Token bucket at the agent gateway. Before any agent session makes calls to external services, it requests tokens from a token bucket that governs the total call rate. The bucket refills at the maximum sustainable rate. Sessions that arrive when the bucket is empty wait rather than proceed.

This pattern is the standard for preventing thundering herd: many concurrent sessions trying to call the same API simultaneously. The token bucket smooths the burst into a steady flow.

class AgentGateway:
    def __init__(self, max_calls_per_second: float):
        self.bucket = TokenBucket(capacity=max_calls_per_second * 10, 
                                   refill_rate=max_calls_per_second)
    
    async def call_tool(self, tool: str, args: dict) -> dict:
        await self.bucket.acquire()  # Blocks if rate limit reached
        return await tools[tool].call(args)

Per-tool rate limiters. Different tools have different limits. A search API might allow 100 calls per minute. A payment API might allow 10. Implement a separate rate limiter for each tool, configured with that tool's actual limit.

Exponential backoff with jitter on 429 responses. When a 429 (rate limit exceeded) response arrives, back off before retrying. Use exponential backoff (double the wait time on each retry) with jitter (add randomness to the wait time). The jitter prevents all waiting sessions from retrying simultaneously when the rate limit window resets.

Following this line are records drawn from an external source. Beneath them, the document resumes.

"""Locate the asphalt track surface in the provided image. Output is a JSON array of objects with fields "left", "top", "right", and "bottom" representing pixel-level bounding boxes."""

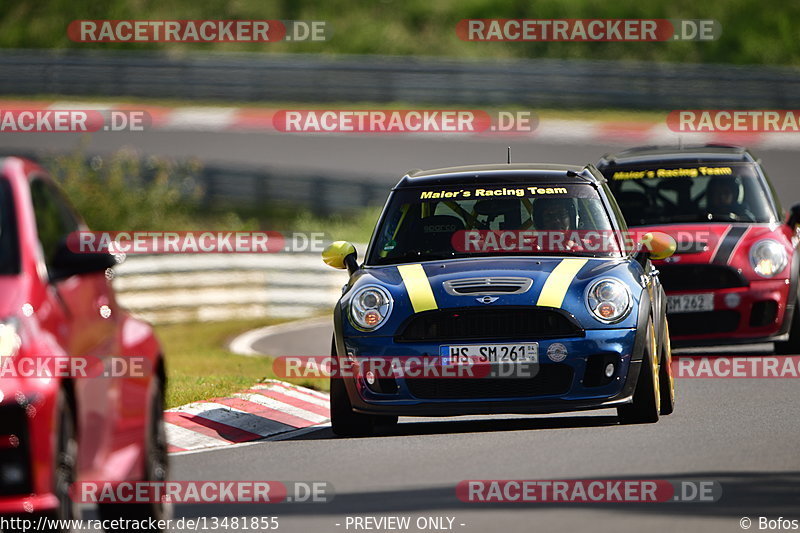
[{"left": 6, "top": 132, "right": 800, "bottom": 532}]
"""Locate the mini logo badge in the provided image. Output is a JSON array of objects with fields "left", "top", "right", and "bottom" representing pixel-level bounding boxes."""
[{"left": 547, "top": 342, "right": 567, "bottom": 363}]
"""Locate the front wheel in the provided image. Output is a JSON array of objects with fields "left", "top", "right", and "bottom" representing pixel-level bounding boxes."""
[
  {"left": 617, "top": 319, "right": 661, "bottom": 424},
  {"left": 330, "top": 339, "right": 397, "bottom": 437},
  {"left": 54, "top": 390, "right": 80, "bottom": 533},
  {"left": 98, "top": 377, "right": 168, "bottom": 532}
]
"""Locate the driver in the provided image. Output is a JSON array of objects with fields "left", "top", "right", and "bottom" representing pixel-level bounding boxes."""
[
  {"left": 532, "top": 198, "right": 583, "bottom": 251},
  {"left": 706, "top": 177, "right": 748, "bottom": 218}
]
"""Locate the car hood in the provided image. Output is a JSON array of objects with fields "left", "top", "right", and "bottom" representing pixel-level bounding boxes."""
[{"left": 341, "top": 257, "right": 642, "bottom": 335}]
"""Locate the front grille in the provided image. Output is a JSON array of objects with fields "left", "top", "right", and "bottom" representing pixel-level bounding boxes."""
[
  {"left": 669, "top": 310, "right": 739, "bottom": 336},
  {"left": 658, "top": 264, "right": 748, "bottom": 292},
  {"left": 395, "top": 306, "right": 583, "bottom": 342},
  {"left": 0, "top": 404, "right": 32, "bottom": 496},
  {"left": 443, "top": 277, "right": 533, "bottom": 296},
  {"left": 406, "top": 364, "right": 573, "bottom": 400}
]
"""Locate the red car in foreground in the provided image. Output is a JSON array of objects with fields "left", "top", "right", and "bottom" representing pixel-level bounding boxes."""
[
  {"left": 0, "top": 157, "right": 167, "bottom": 518},
  {"left": 597, "top": 145, "right": 800, "bottom": 353}
]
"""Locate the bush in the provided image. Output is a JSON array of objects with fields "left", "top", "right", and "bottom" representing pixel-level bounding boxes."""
[{"left": 43, "top": 151, "right": 257, "bottom": 231}]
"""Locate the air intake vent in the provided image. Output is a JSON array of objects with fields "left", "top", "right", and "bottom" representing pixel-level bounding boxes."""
[{"left": 443, "top": 277, "right": 533, "bottom": 296}]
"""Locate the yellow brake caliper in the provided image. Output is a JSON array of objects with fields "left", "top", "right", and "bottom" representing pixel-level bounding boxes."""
[{"left": 650, "top": 322, "right": 661, "bottom": 411}]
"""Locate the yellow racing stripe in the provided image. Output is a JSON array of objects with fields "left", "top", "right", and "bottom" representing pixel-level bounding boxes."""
[
  {"left": 536, "top": 259, "right": 589, "bottom": 307},
  {"left": 397, "top": 264, "right": 439, "bottom": 313}
]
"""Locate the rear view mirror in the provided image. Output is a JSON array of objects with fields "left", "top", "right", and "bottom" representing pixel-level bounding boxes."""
[
  {"left": 322, "top": 241, "right": 358, "bottom": 274},
  {"left": 639, "top": 231, "right": 678, "bottom": 260}
]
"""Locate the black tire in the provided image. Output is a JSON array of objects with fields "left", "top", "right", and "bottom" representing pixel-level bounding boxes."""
[
  {"left": 775, "top": 299, "right": 800, "bottom": 355},
  {"left": 331, "top": 370, "right": 376, "bottom": 437},
  {"left": 98, "top": 377, "right": 169, "bottom": 532},
  {"left": 330, "top": 339, "right": 397, "bottom": 437},
  {"left": 658, "top": 317, "right": 675, "bottom": 416},
  {"left": 617, "top": 319, "right": 661, "bottom": 424},
  {"left": 52, "top": 390, "right": 80, "bottom": 533}
]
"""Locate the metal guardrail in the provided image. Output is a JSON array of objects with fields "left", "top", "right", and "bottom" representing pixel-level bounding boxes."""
[
  {"left": 113, "top": 250, "right": 365, "bottom": 324},
  {"left": 0, "top": 50, "right": 800, "bottom": 109},
  {"left": 0, "top": 148, "right": 394, "bottom": 216}
]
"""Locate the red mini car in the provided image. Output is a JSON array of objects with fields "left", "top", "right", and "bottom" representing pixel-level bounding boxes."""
[
  {"left": 0, "top": 157, "right": 167, "bottom": 518},
  {"left": 597, "top": 145, "right": 800, "bottom": 353}
]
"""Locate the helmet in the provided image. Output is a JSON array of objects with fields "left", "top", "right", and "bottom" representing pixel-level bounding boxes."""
[
  {"left": 706, "top": 176, "right": 744, "bottom": 206},
  {"left": 533, "top": 198, "right": 580, "bottom": 229}
]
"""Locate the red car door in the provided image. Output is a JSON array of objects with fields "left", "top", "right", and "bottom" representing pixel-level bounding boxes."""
[{"left": 30, "top": 177, "right": 120, "bottom": 477}]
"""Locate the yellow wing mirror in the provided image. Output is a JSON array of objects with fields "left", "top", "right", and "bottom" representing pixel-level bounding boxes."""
[
  {"left": 322, "top": 241, "right": 358, "bottom": 274},
  {"left": 639, "top": 231, "right": 678, "bottom": 260}
]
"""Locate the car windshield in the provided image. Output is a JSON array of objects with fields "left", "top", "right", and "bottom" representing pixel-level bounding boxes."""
[
  {"left": 603, "top": 163, "right": 777, "bottom": 226},
  {"left": 0, "top": 177, "right": 20, "bottom": 275},
  {"left": 367, "top": 183, "right": 621, "bottom": 265}
]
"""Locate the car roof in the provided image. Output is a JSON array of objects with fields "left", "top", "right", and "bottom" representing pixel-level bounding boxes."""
[
  {"left": 597, "top": 144, "right": 756, "bottom": 167},
  {"left": 394, "top": 163, "right": 605, "bottom": 189}
]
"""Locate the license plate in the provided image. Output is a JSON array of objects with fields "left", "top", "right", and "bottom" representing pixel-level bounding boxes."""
[
  {"left": 439, "top": 342, "right": 539, "bottom": 366},
  {"left": 667, "top": 292, "right": 714, "bottom": 314}
]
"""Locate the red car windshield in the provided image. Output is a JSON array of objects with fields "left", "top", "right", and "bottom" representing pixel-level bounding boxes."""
[
  {"left": 603, "top": 163, "right": 777, "bottom": 226},
  {"left": 0, "top": 177, "right": 20, "bottom": 275}
]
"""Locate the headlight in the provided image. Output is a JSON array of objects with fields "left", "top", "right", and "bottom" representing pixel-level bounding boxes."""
[
  {"left": 586, "top": 279, "right": 631, "bottom": 324},
  {"left": 350, "top": 285, "right": 393, "bottom": 331},
  {"left": 750, "top": 239, "right": 789, "bottom": 278}
]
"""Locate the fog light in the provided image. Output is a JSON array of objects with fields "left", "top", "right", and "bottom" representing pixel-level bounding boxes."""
[{"left": 364, "top": 311, "right": 381, "bottom": 326}]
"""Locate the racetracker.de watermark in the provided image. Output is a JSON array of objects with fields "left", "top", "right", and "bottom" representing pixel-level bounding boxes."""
[
  {"left": 67, "top": 231, "right": 326, "bottom": 254},
  {"left": 70, "top": 480, "right": 334, "bottom": 504},
  {"left": 67, "top": 20, "right": 331, "bottom": 43},
  {"left": 272, "top": 109, "right": 539, "bottom": 134},
  {"left": 0, "top": 108, "right": 153, "bottom": 133},
  {"left": 454, "top": 227, "right": 718, "bottom": 254},
  {"left": 667, "top": 109, "right": 800, "bottom": 133},
  {"left": 0, "top": 355, "right": 153, "bottom": 379},
  {"left": 272, "top": 356, "right": 539, "bottom": 384},
  {"left": 672, "top": 355, "right": 800, "bottom": 379},
  {"left": 0, "top": 355, "right": 153, "bottom": 379},
  {"left": 456, "top": 479, "right": 722, "bottom": 503},
  {"left": 456, "top": 19, "right": 722, "bottom": 42}
]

async def call_with_backoff(tool: str, args: dict, max_retries: int = 3) -> dict:
    for attempt in range(max_retries):
        try:
            return await call_tool(tool, args)
        except RateLimitError as e:
            if attempt == max_retries - 1:
                raise
            wait = (2 ** attempt) + random.uniform(0, 1)  # Exponential + jitter
            await asyncio.sleep(wait)

LLM call batching and caching. For tool calls that return the same result for the same input (user record lookup, product catalog, etc.), cache the result within the session and across sessions with a TTL. If ten concurrent sessions all need the same user record, make one API call and share the result.

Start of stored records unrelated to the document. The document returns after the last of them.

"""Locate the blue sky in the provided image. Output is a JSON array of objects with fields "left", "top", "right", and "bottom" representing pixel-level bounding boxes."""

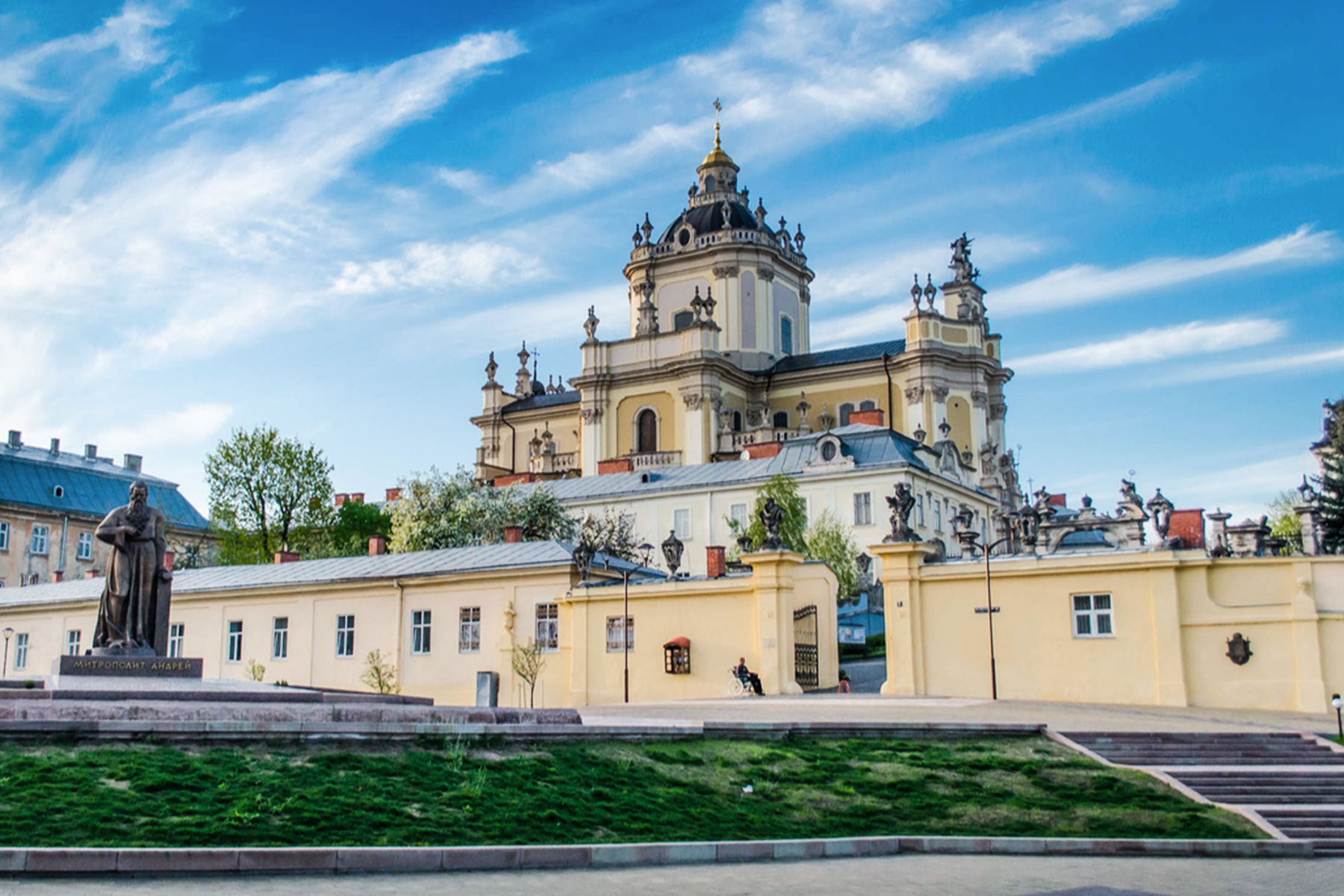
[{"left": 0, "top": 0, "right": 1344, "bottom": 516}]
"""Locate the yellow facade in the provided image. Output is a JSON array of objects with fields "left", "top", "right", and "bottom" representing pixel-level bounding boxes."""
[
  {"left": 871, "top": 544, "right": 1344, "bottom": 712},
  {"left": 0, "top": 552, "right": 839, "bottom": 706}
]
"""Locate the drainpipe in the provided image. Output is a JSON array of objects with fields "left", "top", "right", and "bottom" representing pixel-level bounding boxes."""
[
  {"left": 59, "top": 514, "right": 70, "bottom": 572},
  {"left": 882, "top": 352, "right": 897, "bottom": 432}
]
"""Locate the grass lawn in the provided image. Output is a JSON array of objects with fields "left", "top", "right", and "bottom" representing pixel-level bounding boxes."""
[{"left": 0, "top": 739, "right": 1262, "bottom": 846}]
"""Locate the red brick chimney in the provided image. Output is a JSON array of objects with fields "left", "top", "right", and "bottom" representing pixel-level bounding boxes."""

For LLM calls, batch similar requests where possible. If multiple low-priority tasks can be processed together, batch them into a single LLM call rather than making ten sequential calls.

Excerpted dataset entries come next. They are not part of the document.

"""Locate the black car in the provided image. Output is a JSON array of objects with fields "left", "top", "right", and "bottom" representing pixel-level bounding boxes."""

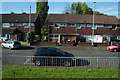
[{"left": 32, "top": 47, "right": 74, "bottom": 67}]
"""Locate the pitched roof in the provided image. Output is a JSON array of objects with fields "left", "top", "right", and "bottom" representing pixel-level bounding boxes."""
[
  {"left": 0, "top": 14, "right": 38, "bottom": 23},
  {"left": 48, "top": 14, "right": 118, "bottom": 24},
  {"left": 49, "top": 26, "right": 120, "bottom": 36}
]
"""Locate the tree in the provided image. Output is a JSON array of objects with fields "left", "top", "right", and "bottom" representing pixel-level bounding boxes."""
[
  {"left": 71, "top": 2, "right": 77, "bottom": 14},
  {"left": 26, "top": 31, "right": 35, "bottom": 44},
  {"left": 64, "top": 2, "right": 105, "bottom": 15},
  {"left": 76, "top": 2, "right": 82, "bottom": 14},
  {"left": 36, "top": 0, "right": 49, "bottom": 39}
]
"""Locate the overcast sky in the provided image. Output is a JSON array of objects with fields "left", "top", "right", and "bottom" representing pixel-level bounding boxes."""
[{"left": 1, "top": 2, "right": 118, "bottom": 17}]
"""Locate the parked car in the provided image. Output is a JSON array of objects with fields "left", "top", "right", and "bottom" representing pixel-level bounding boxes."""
[
  {"left": 107, "top": 43, "right": 120, "bottom": 52},
  {"left": 1, "top": 41, "right": 21, "bottom": 49},
  {"left": 32, "top": 47, "right": 75, "bottom": 67}
]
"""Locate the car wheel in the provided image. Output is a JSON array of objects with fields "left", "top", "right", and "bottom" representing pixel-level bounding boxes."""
[
  {"left": 35, "top": 60, "right": 41, "bottom": 66},
  {"left": 2, "top": 45, "right": 5, "bottom": 48},
  {"left": 9, "top": 46, "right": 12, "bottom": 50},
  {"left": 63, "top": 61, "right": 70, "bottom": 67},
  {"left": 113, "top": 49, "right": 117, "bottom": 52}
]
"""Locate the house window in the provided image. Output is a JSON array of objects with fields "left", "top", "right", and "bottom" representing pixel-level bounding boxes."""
[{"left": 112, "top": 25, "right": 117, "bottom": 30}]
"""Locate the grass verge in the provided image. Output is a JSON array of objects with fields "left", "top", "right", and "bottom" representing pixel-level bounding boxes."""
[{"left": 2, "top": 66, "right": 118, "bottom": 78}]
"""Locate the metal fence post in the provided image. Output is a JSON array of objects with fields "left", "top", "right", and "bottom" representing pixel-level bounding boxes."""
[{"left": 97, "top": 58, "right": 99, "bottom": 68}]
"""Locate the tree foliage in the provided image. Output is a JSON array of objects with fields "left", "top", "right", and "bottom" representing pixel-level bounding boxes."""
[
  {"left": 36, "top": 1, "right": 49, "bottom": 38},
  {"left": 26, "top": 31, "right": 35, "bottom": 44},
  {"left": 64, "top": 2, "right": 105, "bottom": 15}
]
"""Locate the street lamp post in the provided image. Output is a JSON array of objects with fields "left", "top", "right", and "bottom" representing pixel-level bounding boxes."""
[{"left": 92, "top": 2, "right": 96, "bottom": 46}]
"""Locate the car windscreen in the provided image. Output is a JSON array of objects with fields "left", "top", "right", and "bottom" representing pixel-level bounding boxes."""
[
  {"left": 14, "top": 42, "right": 21, "bottom": 45},
  {"left": 56, "top": 50, "right": 66, "bottom": 55},
  {"left": 34, "top": 49, "right": 48, "bottom": 56},
  {"left": 113, "top": 43, "right": 120, "bottom": 46}
]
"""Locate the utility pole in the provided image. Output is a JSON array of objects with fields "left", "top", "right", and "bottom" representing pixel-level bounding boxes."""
[
  {"left": 29, "top": 6, "right": 31, "bottom": 44},
  {"left": 92, "top": 2, "right": 96, "bottom": 46},
  {"left": 29, "top": 6, "right": 31, "bottom": 31}
]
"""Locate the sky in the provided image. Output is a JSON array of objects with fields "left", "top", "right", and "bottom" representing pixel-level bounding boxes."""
[{"left": 0, "top": 2, "right": 118, "bottom": 17}]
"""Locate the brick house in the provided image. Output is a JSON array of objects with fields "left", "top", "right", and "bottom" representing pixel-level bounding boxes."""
[
  {"left": 48, "top": 14, "right": 120, "bottom": 43},
  {"left": 0, "top": 13, "right": 41, "bottom": 41}
]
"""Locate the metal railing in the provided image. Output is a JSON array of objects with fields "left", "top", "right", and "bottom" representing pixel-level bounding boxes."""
[{"left": 3, "top": 55, "right": 119, "bottom": 68}]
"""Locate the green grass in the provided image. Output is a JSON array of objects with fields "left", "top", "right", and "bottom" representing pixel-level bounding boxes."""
[{"left": 2, "top": 66, "right": 118, "bottom": 78}]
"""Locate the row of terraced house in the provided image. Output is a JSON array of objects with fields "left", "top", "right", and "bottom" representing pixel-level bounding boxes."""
[{"left": 0, "top": 13, "right": 120, "bottom": 43}]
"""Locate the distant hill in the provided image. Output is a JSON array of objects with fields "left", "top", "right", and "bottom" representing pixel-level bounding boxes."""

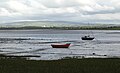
[{"left": 0, "top": 21, "right": 119, "bottom": 28}]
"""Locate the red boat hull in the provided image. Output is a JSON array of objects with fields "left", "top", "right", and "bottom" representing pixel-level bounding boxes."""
[{"left": 51, "top": 43, "right": 70, "bottom": 48}]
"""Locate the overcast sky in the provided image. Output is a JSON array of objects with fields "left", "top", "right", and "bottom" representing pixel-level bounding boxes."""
[{"left": 0, "top": 0, "right": 120, "bottom": 23}]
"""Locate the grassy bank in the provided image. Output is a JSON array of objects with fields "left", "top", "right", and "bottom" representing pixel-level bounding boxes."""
[{"left": 0, "top": 58, "right": 120, "bottom": 73}]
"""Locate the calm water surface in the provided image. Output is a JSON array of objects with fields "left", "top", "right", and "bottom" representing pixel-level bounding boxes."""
[{"left": 0, "top": 29, "right": 120, "bottom": 60}]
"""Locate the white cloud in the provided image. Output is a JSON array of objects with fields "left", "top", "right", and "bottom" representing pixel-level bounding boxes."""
[{"left": 0, "top": 0, "right": 120, "bottom": 22}]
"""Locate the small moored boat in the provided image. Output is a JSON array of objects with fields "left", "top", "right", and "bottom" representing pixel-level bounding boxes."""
[
  {"left": 51, "top": 43, "right": 71, "bottom": 48},
  {"left": 81, "top": 36, "right": 94, "bottom": 40}
]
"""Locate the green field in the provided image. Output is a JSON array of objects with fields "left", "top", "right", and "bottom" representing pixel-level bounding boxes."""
[{"left": 0, "top": 58, "right": 120, "bottom": 73}]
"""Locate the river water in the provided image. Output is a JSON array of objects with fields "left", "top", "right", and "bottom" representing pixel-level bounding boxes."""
[{"left": 0, "top": 29, "right": 120, "bottom": 60}]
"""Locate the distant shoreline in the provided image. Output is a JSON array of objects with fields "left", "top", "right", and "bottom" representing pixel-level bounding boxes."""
[{"left": 0, "top": 26, "right": 120, "bottom": 30}]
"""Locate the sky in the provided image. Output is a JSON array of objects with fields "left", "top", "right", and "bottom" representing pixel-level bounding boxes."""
[{"left": 0, "top": 0, "right": 120, "bottom": 24}]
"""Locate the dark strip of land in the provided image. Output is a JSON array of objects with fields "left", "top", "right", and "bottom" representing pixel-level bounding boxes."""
[
  {"left": 0, "top": 26, "right": 120, "bottom": 30},
  {"left": 0, "top": 58, "right": 120, "bottom": 73}
]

Queue with priority and rate shaping. For high-load systems, move the agent's calls through a work queue. The queue accepts calls at any rate but dispatches them to upstream services at the rate those services allow. Priority queuing ensures that high-priority sessions (paying customers, SLA-bound users) get dispatched first.

Designing for your actual limits

Before you deploy, document the rate limits for every upstream dependency your agent calls:

Service Limit Agent calls per user request Max concurrent users
LLM provider 100 RPM 3 33
User service 50 RPS 1 50
Payment API 10 RPM 1 10
Search API 200 RPM 2 100

The binding constraint is your lowest-capacity upstream relative to your call multiplier. In the example above, the payment API's 10 RPM limit, combined with one call per user request, caps you at ten concurrent users before you hit rate limits.

Design your backpressure architecture around the binding constraint. If the payment API is the bottleneck, implement a payment API-specific queue with priority handling. Don't design for the average limit — design for the minimum.

Test under load before you ship. Run your agent at 2x your expected concurrent user count. Measure which upstream services get throttled first. Verify that your backpressure implementation actually throttles requests rather than cascading failures to users. Fix the gaps before production.

The agent that works for one user and fails for fifty didn't fail because of the agent. It failed because no one modeled the call amplification at scale. Model it now.